Un brassard lourd d’histoire et de responsabilités
La question du capitanat au sein de l’équipe nationale du Cameroun dépasse largement le simple choix d’un joueur appelé à porter un brassard.
Elle touche à l’identité même des lions indomptables, à leur rapport à l’histoire, au leadership et à la représentation symbolique d’une nation passionnée de football. À l’approche de la Can 2025 au Maroc, ce débat retrouve toute son acuité. Le sélectionneur national, David Pagou, se trouve face à une décision structurante. En présélectionnant Nouhou Tolo, David Epassy et Christian Bassogog, il ne désigne pas seulement des profils techniques, mais interroge, consciemment ou non, le modèle de leadership qu’il souhaite instaurer. Car être capitaine des lions indomptables n’est ni un privilège honorifique ni une récompense de carrière : c’est une fonction politique du vestiaire, un rôle de médiation entre le banc, le terrain et le peuple.

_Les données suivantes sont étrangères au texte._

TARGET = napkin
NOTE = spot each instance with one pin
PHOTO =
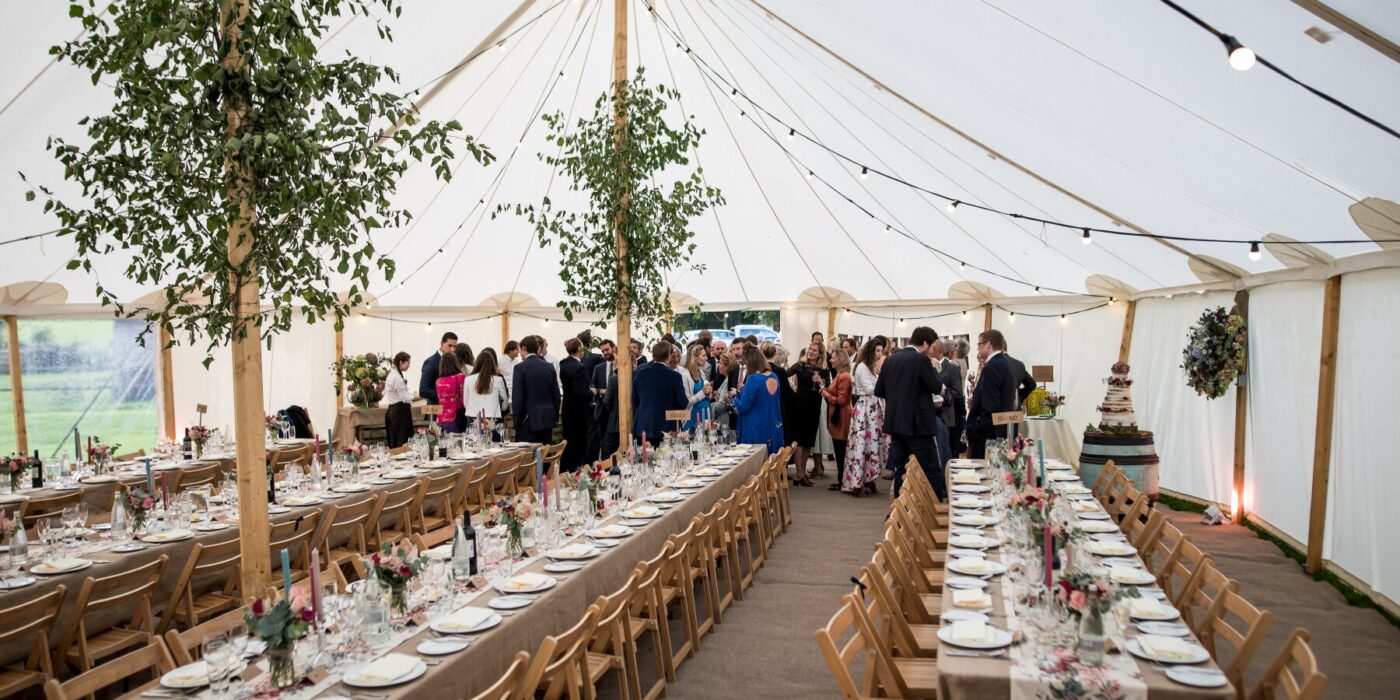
(970, 598)
(465, 619)
(387, 668)
(970, 632)
(527, 581)
(1147, 608)
(1165, 647)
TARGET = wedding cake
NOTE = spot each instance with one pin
(1119, 438)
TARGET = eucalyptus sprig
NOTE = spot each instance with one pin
(226, 112)
(623, 177)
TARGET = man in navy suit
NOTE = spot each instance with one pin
(427, 377)
(535, 395)
(996, 392)
(655, 389)
(907, 382)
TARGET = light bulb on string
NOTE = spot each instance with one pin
(1241, 56)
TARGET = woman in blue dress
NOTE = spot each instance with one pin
(759, 405)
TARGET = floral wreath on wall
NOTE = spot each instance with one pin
(1214, 353)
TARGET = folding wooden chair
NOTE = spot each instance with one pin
(1306, 683)
(151, 658)
(129, 590)
(32, 620)
(205, 566)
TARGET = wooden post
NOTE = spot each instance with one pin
(1241, 412)
(165, 373)
(21, 434)
(245, 346)
(623, 273)
(1322, 438)
(1126, 345)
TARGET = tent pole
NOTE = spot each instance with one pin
(165, 370)
(623, 273)
(245, 346)
(1126, 345)
(21, 434)
(1241, 413)
(1322, 438)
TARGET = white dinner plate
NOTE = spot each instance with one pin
(188, 676)
(1199, 654)
(443, 646)
(353, 681)
(996, 639)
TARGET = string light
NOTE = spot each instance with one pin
(1241, 56)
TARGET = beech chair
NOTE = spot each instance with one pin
(34, 510)
(129, 590)
(1306, 683)
(205, 566)
(396, 510)
(560, 664)
(151, 658)
(510, 685)
(1243, 627)
(185, 646)
(34, 620)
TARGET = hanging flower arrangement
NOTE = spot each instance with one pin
(1214, 354)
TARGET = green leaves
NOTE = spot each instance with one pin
(196, 143)
(627, 198)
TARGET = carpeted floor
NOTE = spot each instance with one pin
(765, 648)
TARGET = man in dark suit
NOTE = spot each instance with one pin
(907, 384)
(535, 395)
(655, 389)
(996, 392)
(427, 377)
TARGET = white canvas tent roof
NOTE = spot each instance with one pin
(1126, 105)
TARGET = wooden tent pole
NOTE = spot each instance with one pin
(21, 434)
(245, 346)
(1322, 438)
(623, 273)
(1241, 413)
(1126, 345)
(165, 370)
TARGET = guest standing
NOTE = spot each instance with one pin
(398, 415)
(867, 448)
(655, 389)
(759, 403)
(811, 375)
(578, 399)
(839, 412)
(427, 375)
(486, 392)
(907, 384)
(535, 395)
(996, 392)
(450, 392)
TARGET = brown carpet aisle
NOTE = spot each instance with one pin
(1357, 647)
(765, 648)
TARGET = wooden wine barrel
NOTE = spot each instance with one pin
(1136, 455)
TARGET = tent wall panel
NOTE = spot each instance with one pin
(1361, 514)
(1285, 321)
(1194, 437)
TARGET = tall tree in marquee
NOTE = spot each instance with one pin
(242, 172)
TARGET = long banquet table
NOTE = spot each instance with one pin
(965, 676)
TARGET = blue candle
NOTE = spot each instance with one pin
(286, 571)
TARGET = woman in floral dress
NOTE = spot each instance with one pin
(867, 447)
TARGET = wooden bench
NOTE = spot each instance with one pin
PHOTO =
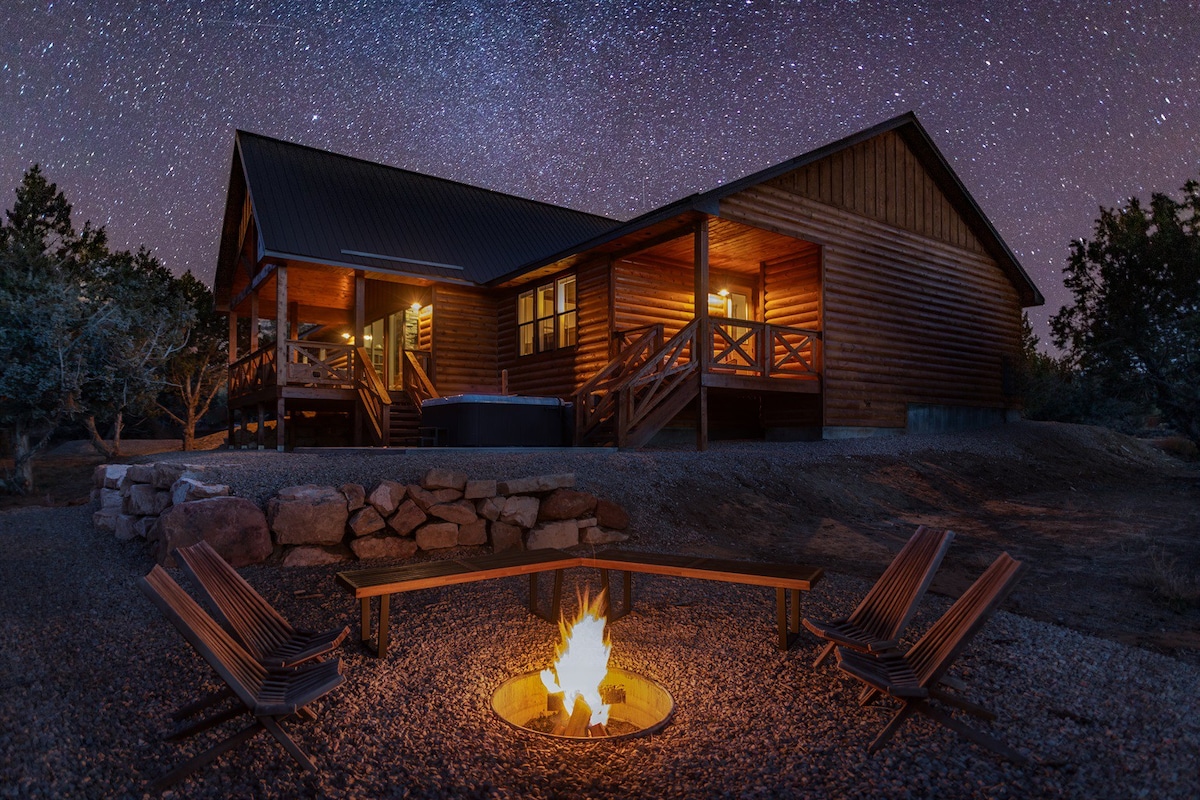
(383, 582)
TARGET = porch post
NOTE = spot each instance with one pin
(281, 352)
(703, 338)
(360, 313)
(233, 356)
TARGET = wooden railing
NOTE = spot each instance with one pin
(252, 372)
(595, 400)
(761, 350)
(417, 380)
(373, 397)
(657, 386)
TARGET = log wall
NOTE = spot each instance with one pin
(463, 341)
(906, 318)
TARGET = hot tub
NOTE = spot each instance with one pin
(498, 421)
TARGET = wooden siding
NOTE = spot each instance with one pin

L’histoire du Cameroun est éloquente à cet égard. Samuel Mbappé Leppé, Jean Paul Akono, artisan du sacre de 1984, Théophile Abega, Emmanuel Kundé, puis Rigobert Song, sous lequel le Cameroun a consolidé sa domination continentale au tournant des années 2000, ont incarné un capitanat fondé sur la centralité dans le jeu, la constance dans la sélection et l’autorité naturelle. Le brassard allait à ceux qui étaient à la fois piliers tactiques et repères moraux.
Le cas de Samuel Eto’o fils, figure planétaire et meilleur joueur africain de l’histoire, a introduit une rupture. Son capitanat, aussi puissant que clivant a révélé les limites d’un leadership fondé davantage sur l’aura individuelle que sur l’équilibre collective. Cette séquence a ouvert une réflexion essentielle : le meilleur joueur n’est pas toujours le meilleur capitaine.
Avec Vincent Aboubakar, le Cameroun est revenu à une lecture plus classique du rôle. Capitaine buteur, titulaire régulier, leader par l’exemple, il a porté le brassard avec humilité , responsabilité et efficacité, renouant avec une certaine orthodoxie du capitanat camerounais, faite de sobriété et d’engagement. Dès lors, la question centrale n’est pas de savoir qui mérite le brassard, mais qui peut l’assumer durablement. Le capitaine des lions indomptables doit être un titulaire indiscutable, physiquement fiable, psychologiquement stable, capable de parler au groupe sans fracturer le vestiaire, et de représenter l’équipe sans jouer sa fonction. Le brassard ne se gagne ni par l’ancienneté seule, ni par la popularité, encore moins par l’émotion.
À ce titre, le choix entre Nouhou Tolo, David Epassy et Christian Bassogog engage une vision. Il dira si le sélectionneur privilégie la rigueur défensive, la lecture du jeu depuis l’arrière, ou l’impact offensif. Il dira surtout si le Cameroun entend faire du capitanat un outil de stabilité ou un levier circonstanciel.